After the patient passes through the entry portal 40, the patient interface 42 is initialized 60 by recalling the data that the patient previously entered into the site 10 and which is stored in the medical history database 48 and by configuring the interface 42 to match that data. For example, if the patient 20 is male, the system 10 would load male figures into the graphical entry mode 64. Similarly, other graphical displays that depict specific figures that are appropriate for the specific patient 20 can be displayed, such as wheel- chaired figures or figures having certain disabilities. The system 10 also loads the patient data from the medical history database 48 during initialization so that questions will not be redundant. If this visit is the first visit of the patient 20, then the initialization step 60 queries the patient 20 for family history and personal medical history information. In subsequent visits, these background queries are not repeated. The interactive patient interface 42 then proceeds to query the patient regarding the specific medical reason for the visit using the entry modes 62-66 to collect data.

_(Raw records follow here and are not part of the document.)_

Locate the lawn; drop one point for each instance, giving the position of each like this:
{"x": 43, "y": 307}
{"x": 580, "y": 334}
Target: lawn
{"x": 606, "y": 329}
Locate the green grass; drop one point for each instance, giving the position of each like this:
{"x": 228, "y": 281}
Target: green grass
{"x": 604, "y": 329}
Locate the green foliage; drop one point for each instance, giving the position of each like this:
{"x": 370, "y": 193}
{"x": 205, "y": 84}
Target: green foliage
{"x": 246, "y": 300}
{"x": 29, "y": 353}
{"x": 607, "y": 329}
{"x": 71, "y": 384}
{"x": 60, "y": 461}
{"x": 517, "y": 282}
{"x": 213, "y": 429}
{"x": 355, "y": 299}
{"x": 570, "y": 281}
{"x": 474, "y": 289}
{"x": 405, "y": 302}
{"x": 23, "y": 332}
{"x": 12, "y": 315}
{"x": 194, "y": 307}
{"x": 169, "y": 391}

Initially, the system 10 presents symptomatic questions that broadly define the problem and then narrowly focus in on the particular medical illness. For example, when a patient enters the site because of an illness, the unstructured data entry mode 62 may first ask the patient 20 to describe the illness in a brief one or two sentence statement. The graphical data entry mode 64 may then display a picture of a body that the patient can manipulate in order to pinpoint the particular area of the body which may be causing pain. Finally, a set of structured questions presented through the structured data entry mode 66 can focus the inquiry on the types of pain, frequency and how long the pain lasts. Other questions could arise such as changes in daily routine, medications taken, tone and color of the affected region, etc. The use of the structured data entry mode 66 enables very detailed questions.

The structured data entry mode 66 queries the patient 20 for information by providing a structured list of answers to a question. The structured list may contain choices for yes and no, or a series of choices where the patient 20 chooses at least one answer. For example, a patient 20 who complains of difficulty breathing might be asked, "Is your cough productive (produce sputum)?" Possible answers are "yes", "no" or "I don't know." If the answer is "yes," then the next question could be, "What color is the sputum?" Answers for this question could be: yellow, white, clear, red with blood, or pink and frothy. Most likely, this question will also have a single answer. But a question such as "When does your shortness of breath occur?", may require the patient 20 to choose any or all of these answers: sleeping, active, resting. Since the structured questions may be answered with one or more answers from a list, the structured data entry mode 66 presents the choices in a manner consistent with the ability to choose just one, or many answers from the list. This structured list thus could be presented to the patient 20 through pull down boxes, radio buttons, check boxes or other structured means. The patient 20 then chooses the best answer from this structured list. The answer is then used to generate the next question, as shown above in the sputum questions. The question can either be on the same topic or on a different topic based on the previous answer. Through the use of the structured data entry mode 66 the patient 20 can choose an answer from a standardized list instead of trying to create his own descriptive terms.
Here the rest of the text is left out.